Make sure my house is upgraded asap with a decent chef and pantry girl with enough maids.
I target advocates to get them to remove demoralization from the household, as demoralization kills affection and happiness.
Never keep malevolent people in the household unless actively removing the trait.
never keep Feminist in the household unless actively removing it or getting them to love you with low willpower which is easier said then done.
Never have three or more combined feminists or malevolent people in the household unless as captives while I remove the other traits from the NPCs.
I tend to disagree about the too many slaves to raise affection comment. I am always working on one NPC to get them to undying with targeted interactions once there they stop dropping. At least that is my understanding.
The above isn't too difficult once you start being able to defeat most enemy groups in the city. and with multiple slaves now you can make quick coin. Couple that with a workshop and you have the income to do all of the above. i never had to spam dinner parties to make the my household stable affection wise and I found the focused approach actually less time consuming and cheaper in the long run because I don't have to worry about constant affection drops.
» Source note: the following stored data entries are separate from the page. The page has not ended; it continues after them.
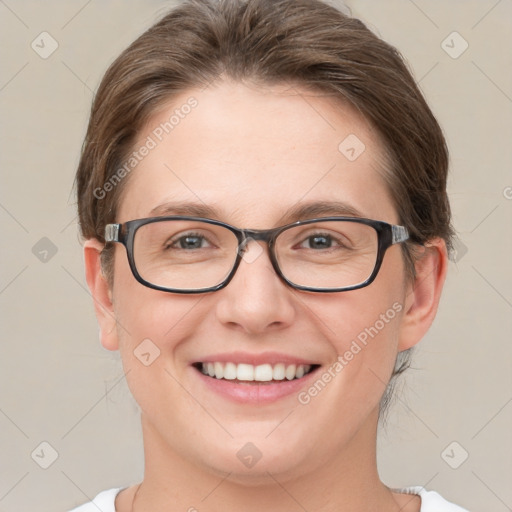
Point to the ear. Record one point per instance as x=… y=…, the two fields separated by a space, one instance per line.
x=423 y=294
x=101 y=293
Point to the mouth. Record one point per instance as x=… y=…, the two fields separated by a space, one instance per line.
x=242 y=373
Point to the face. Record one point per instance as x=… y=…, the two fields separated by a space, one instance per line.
x=251 y=155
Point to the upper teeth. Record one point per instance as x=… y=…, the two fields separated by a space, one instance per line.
x=262 y=372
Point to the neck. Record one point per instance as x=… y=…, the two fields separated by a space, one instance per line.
x=347 y=481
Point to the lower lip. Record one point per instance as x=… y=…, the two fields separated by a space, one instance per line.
x=252 y=393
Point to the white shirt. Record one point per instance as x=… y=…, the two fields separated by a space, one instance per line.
x=430 y=501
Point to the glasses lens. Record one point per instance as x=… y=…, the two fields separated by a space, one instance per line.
x=328 y=254
x=184 y=255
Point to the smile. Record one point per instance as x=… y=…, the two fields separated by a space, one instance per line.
x=251 y=373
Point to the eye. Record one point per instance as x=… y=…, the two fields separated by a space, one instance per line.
x=319 y=241
x=188 y=241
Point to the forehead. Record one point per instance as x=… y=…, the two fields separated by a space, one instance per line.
x=250 y=154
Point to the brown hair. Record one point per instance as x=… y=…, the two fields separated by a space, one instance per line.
x=304 y=42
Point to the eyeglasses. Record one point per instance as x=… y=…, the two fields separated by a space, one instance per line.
x=183 y=254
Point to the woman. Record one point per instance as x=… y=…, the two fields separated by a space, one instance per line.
x=279 y=185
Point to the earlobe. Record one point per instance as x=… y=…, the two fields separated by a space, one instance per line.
x=101 y=294
x=424 y=293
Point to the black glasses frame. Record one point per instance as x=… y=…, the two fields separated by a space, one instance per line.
x=387 y=234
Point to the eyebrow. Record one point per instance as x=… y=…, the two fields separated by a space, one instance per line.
x=300 y=211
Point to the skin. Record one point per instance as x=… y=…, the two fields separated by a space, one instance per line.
x=253 y=153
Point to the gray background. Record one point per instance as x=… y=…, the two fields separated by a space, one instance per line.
x=58 y=385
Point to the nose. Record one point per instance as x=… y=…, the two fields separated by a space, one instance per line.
x=256 y=300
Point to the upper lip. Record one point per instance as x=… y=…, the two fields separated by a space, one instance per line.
x=271 y=358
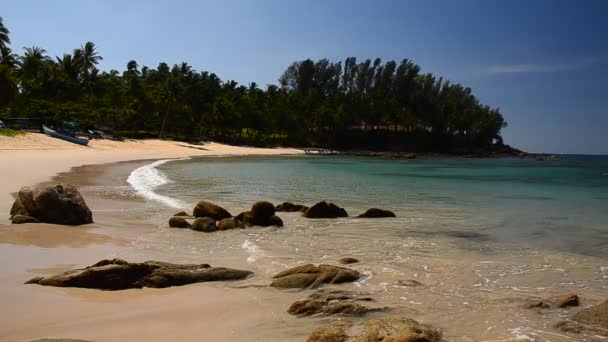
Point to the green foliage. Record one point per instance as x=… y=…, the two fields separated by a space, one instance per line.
x=321 y=103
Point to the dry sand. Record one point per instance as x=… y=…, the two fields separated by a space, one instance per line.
x=200 y=312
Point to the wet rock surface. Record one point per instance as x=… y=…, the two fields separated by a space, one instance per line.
x=311 y=276
x=117 y=274
x=332 y=303
x=325 y=210
x=56 y=203
x=384 y=329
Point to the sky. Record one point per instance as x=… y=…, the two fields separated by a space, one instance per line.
x=543 y=63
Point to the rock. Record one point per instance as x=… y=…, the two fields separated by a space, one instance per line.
x=377 y=213
x=559 y=301
x=178 y=222
x=53 y=203
x=409 y=282
x=346 y=261
x=331 y=303
x=207 y=209
x=262 y=209
x=20 y=219
x=311 y=276
x=397 y=329
x=230 y=223
x=204 y=224
x=325 y=210
x=590 y=320
x=117 y=274
x=290 y=207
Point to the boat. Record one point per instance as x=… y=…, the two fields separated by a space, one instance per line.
x=52 y=133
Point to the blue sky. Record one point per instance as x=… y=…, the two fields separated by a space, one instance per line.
x=544 y=63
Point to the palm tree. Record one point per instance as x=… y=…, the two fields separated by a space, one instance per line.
x=4 y=32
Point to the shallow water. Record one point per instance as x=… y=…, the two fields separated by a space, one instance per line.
x=483 y=235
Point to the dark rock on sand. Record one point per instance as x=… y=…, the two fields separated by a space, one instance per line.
x=325 y=210
x=383 y=329
x=20 y=219
x=53 y=203
x=377 y=213
x=230 y=223
x=559 y=301
x=178 y=222
x=207 y=209
x=331 y=303
x=346 y=261
x=592 y=320
x=311 y=276
x=117 y=274
x=204 y=224
x=261 y=214
x=290 y=207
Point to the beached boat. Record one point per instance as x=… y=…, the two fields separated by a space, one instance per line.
x=52 y=133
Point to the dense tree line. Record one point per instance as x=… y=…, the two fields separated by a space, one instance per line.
x=323 y=103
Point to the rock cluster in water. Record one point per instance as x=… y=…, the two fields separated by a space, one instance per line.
x=51 y=203
x=117 y=274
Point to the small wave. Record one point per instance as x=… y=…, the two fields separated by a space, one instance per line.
x=147 y=178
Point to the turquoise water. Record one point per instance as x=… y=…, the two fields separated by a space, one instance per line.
x=561 y=205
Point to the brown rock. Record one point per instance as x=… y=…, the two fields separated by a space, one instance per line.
x=20 y=219
x=559 y=301
x=325 y=210
x=346 y=261
x=290 y=207
x=53 y=203
x=178 y=222
x=207 y=209
x=311 y=276
x=204 y=224
x=377 y=213
x=397 y=329
x=118 y=274
x=230 y=223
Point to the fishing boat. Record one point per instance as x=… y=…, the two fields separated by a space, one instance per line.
x=52 y=133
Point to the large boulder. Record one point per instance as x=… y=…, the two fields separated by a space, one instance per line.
x=207 y=209
x=592 y=320
x=53 y=203
x=178 y=222
x=204 y=224
x=377 y=213
x=311 y=276
x=332 y=303
x=290 y=207
x=117 y=274
x=325 y=210
x=383 y=329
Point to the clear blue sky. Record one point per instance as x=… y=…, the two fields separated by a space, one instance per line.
x=544 y=63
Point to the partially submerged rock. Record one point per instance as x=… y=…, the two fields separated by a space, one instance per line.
x=331 y=303
x=311 y=276
x=117 y=274
x=20 y=219
x=592 y=320
x=377 y=213
x=208 y=209
x=178 y=222
x=204 y=224
x=559 y=301
x=348 y=260
x=290 y=207
x=384 y=329
x=53 y=203
x=325 y=210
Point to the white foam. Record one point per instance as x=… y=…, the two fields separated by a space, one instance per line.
x=147 y=178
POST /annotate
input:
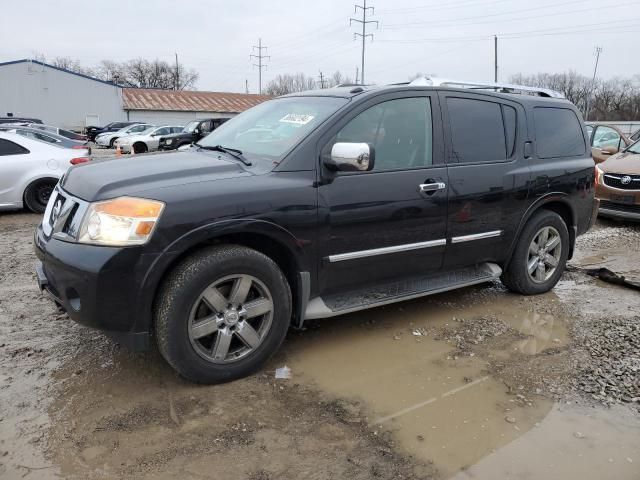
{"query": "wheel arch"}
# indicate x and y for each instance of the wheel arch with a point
(265, 237)
(556, 202)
Then again i get a core party recruited and trained and slowly add to my household vs add people asap. I find if you mass recruit you get problems but if you take a slower approach you get faster growth in the end because you can concentrate on your combat team and key household positions and this creates stable income, influence gain. Coupled with the fact that you don't get instability in the household stats. Also I find that training takes time so mass recruitment tends to not provide the return that a slower approach concentrating on training does, again over the long run. In the beginning mass recruitment can see a big jump in gains but it creates high overhead in terms of expenses and food. And there are so many slaves people don't really train them so they progress so slowly.